African Americans have a higher risk of venous thromboembolism (VTE) than most other ethnic groups. A case-control, genome-wide association study of VTE in African Americans by Hernandez et al¹  recently reported that having minor alleles of 3 intergenic single-nucleotide polymorphisms (SNPs) on chromosome 20 (rs2144940, rs2567617, and rs1998081) was associated with more than a doubling of VTE risk. The study replicated its findings in an independent case-control sample and reported that the risk variants for these SNPs are more frequent (>20%) in African Americans than other ethnic groups (<10%). Expression studies by Hernandez et al¹  suggested that the SNPs are markers for THBD, and THBD expression was lower among VTE cases than controls.

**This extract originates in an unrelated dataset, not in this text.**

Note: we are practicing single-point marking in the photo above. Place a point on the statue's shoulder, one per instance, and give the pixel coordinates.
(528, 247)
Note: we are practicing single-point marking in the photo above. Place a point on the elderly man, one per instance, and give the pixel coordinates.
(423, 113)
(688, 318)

The doubling of VTE risk would make these THBD variants as strongly related to VTE risk as non-O blood types.²  We sought to replicate the potentially important association of these SNPs with VTE in an independent prospective cohort study of African Americans.

The Atherosclerosis Risk in Communities (ARIC) study recruited a population-based sample of African Americans from 1987 to 1989 and followed them for incident vascular events.³  Our Longitudinal Investigation of Thromboembolism Etiology (LITE) study^4,5  has identified and validated hospitalized VTEs (leg deep vein thromboses or pulmonary emboli) in the ARIC study through 2011. The institutional review boards of the participating institutions of the ARIC study all approved the study, and all participants provided informed consent.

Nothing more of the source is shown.